Die Sire Tele ist eine sehr interessante Gitarre mit vielen Stärken und ein paar leider größeren Schwächen. Hier mein Eindruck:
Positiv:
- Der Hals ist sehr gut. Die Rückseite fühlt sich toll an. Die runderen Griffbrettkanten sind auch ein schönes Detail. Die Bundhöhe ist gut gewählt - Jumbo aber auch nicht übertrieben.
- Der Hals/Korpus Übergang ist gut gelöst. Nicht irgendwie super modern flach und rund aber soweit vom klassischen Fender "Block" entfernt, dass es kaum jemand stören wird.
- Zwar ist die Optik des lackierten Griffbrettes gewöhnungsbedürftig, was die Haptik angeht, gefällt mir das aber sehr gut. Geröstetes Ahorn kann etwas sticky sein, wenn man bei Bendings in Kontakt mit dem Griffbrett kommt. Das ist besonders bei billigeren Marken wie z.B. HB festzustellen.
- Gestaggerte Locking Tuner, die die String Trees unnötig machen sind toll!

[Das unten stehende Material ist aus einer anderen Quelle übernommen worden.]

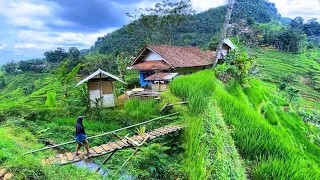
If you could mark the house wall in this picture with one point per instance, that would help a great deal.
(143, 75)
(103, 91)
(152, 56)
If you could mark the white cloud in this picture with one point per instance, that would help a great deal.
(34, 39)
(3, 46)
(29, 14)
(202, 5)
(33, 46)
(293, 8)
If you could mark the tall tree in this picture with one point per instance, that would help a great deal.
(65, 77)
(224, 31)
(162, 20)
(122, 63)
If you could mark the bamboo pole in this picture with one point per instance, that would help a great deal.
(104, 134)
(134, 153)
(106, 160)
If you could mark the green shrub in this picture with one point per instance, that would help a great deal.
(51, 99)
(293, 168)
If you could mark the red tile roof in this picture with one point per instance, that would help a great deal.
(179, 56)
(156, 76)
(151, 65)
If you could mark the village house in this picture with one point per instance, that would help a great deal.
(101, 88)
(160, 64)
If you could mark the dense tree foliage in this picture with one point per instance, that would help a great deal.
(194, 30)
(56, 56)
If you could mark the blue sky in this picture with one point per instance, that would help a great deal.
(28, 28)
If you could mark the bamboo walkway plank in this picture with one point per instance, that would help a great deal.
(67, 158)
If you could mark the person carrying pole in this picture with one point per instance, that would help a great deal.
(81, 137)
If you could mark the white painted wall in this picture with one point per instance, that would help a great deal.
(106, 101)
(152, 56)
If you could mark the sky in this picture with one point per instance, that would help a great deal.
(28, 28)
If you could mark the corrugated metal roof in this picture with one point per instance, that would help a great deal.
(97, 73)
(151, 65)
(179, 56)
(229, 43)
(156, 76)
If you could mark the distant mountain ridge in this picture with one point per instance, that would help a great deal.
(198, 29)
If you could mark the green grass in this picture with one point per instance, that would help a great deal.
(270, 139)
(16, 141)
(274, 65)
(206, 136)
(141, 109)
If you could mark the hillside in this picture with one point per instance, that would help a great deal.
(259, 121)
(197, 29)
(301, 71)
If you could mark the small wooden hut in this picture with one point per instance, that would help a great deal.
(101, 88)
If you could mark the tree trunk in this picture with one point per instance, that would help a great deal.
(223, 33)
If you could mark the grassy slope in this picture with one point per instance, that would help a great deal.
(15, 141)
(210, 150)
(274, 65)
(275, 146)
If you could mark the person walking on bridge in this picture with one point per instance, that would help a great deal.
(81, 137)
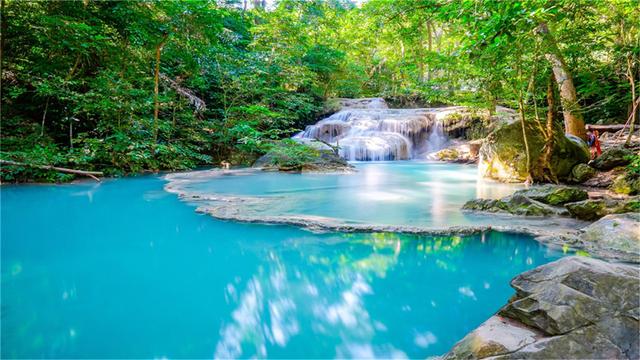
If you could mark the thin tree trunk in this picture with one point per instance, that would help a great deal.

- Die Bundabrichtung ist gut - keine Deadspots. Allerdings wären richtig niedrige Saitenlagen dann doch erst nach Pleken oder Gitarrenbauer-Besuch möglich. Und dann ist da die Absenkung der Bünde zum Griffbrettrand hin... siehe unten.
- Die Brücke ist toll für die Preisklasse. Auf die beiden Seiten des Ashtrays hätte ich verzichten können, aber da scheiden sich die Geister. Die kompensierten Messing-Sättel elimieren schon mal eins der größten Probleme mit Teles generell. Allerdings neigt die gewählte Variante zum Verrutschen der Saite auf dem Sattel. Etwas mit Rillen wäre vielleicht noch besser. Dafür bietet die Brücke die Möglichkeit die Saiten zu toploaden, d.h. nicht durch den Body zu führen, sondern nur durch den Steg einzufädeln. Das ist TOP!

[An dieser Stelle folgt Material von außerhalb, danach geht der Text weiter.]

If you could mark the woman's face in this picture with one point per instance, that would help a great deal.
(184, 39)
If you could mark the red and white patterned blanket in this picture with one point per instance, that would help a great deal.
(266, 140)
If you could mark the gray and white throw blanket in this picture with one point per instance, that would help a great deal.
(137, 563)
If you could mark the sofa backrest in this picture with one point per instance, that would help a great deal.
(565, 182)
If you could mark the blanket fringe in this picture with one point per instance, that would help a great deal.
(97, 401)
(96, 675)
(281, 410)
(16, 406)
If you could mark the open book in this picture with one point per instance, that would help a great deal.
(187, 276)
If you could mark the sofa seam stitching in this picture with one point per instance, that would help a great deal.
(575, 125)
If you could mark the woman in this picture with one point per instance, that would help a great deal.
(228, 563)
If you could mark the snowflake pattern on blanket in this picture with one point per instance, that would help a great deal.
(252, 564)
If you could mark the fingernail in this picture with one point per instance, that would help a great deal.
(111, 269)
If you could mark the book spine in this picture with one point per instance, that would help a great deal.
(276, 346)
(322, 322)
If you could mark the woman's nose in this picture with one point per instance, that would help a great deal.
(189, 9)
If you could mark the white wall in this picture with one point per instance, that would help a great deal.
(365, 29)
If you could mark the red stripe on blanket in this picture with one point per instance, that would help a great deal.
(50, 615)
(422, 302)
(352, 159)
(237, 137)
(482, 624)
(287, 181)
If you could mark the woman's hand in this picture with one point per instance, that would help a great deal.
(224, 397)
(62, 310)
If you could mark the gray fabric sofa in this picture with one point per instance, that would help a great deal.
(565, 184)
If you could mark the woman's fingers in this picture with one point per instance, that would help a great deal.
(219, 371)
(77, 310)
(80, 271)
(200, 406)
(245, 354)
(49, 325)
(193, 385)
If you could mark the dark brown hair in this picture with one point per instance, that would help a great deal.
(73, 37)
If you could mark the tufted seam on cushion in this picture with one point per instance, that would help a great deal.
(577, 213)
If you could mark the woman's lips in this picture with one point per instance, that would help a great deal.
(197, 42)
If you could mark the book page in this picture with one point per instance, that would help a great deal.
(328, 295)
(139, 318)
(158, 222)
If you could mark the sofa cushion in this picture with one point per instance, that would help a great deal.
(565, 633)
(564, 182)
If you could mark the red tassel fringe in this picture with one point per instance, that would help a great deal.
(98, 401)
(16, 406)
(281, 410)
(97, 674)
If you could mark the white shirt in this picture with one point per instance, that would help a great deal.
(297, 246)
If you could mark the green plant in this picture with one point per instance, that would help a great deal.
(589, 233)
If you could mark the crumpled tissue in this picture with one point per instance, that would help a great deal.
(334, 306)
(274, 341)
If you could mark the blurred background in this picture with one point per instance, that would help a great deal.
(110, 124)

- Die Tonabnehmer sind mit Einschränkungen ziemlich brauchbar - kein Grund sie direkt austauschen zu müssen. Wer richtig hohe Ansprüche hat, wird das aber wohl doch in Erwägung ziehen. Das Hauptproblem scheint dabei der Stegtonabnehmer zu sein.
- Das Tonpoti hat einen guten Regelweg, knistert aber auch manchmal leicht beim drehen.
Negativ:
- Die Sattelkerben sind nicht tief genug. Das ist leider bei Fernost-Fertigung absoluter Standart geworden :( Dadurch leiden Saitenlage, Bespielbarkeit und Intonation in der Region der ersten paar Bünde. Ich bin mir leider fast sicher, dass wenn man die Sattelkerben perfekt macht, die E und H Saiten ohne String Tree leer nicht mehr sauber klingen. Denn schon jetzt ist der Winkel zu den Stimmmechaniken sehr flach.
- Der Steg-Tonabnehmer ist für mich nicht so gut gelungen. Ihm fehlt irgendwas in den Mitten. Er wirkt einen Hauch substanzlos. Nicht fürchterlich, aber merklich.
- Richtig problematisch finde ich, dass beide E-Saiten ständig wegen der sehr großzügigen Abflachung der Bünde zum Groffbrettrand hin, unsauber klingen oder vom Griffbrettrand rutschen. Ich fürchte, da hat die Online Hyperfixierung bezüglich fühlbarer Bundenden dazu geführt, dass Sire übers Ziel hinaus geschossen ist. Ja, man fühlt die Bünde kaum, aber dafür sind jetzt beide E-Saiten problematisch. Das kann man etwas durch Rumschieben auf dem entsprechenden Saitenreiter verbessern. Allerdings bleibt die Saite da nicht lange und na ja man hat dann ein etwas suboptimales String spacing.
- Die Gitarre ist ziemlich schwer - schätze so 3,8 kg.
- Die Korpusfräsung ist nur für einen Single Coil in der Halsposition ausgelegt. Das finde ich sehr schade, weil Humbucker- oder P90 Experimente damit nicht möglich sind.
- Der Regelweg vom Volume Poti ist schlecht. Brauchbare Veränderung nur in den letzten 30% oder so.
- Praktisch alle Schrauben an der Gitarre waren locker und eine der 4 Schrauben für die Halsbefestigung ist etwas schief reingeschraubt und greift darum nicht richtig.
Es ist tragisch! Eigentlich ein wunderbares Instrument, das man nach und nach uprgraden könnte. Die "Fret Bevels" sind für mich eine riesige Schwäche in der Konzeption. Ich frage mich wie das niemandem bei Sire aufgefallen ist.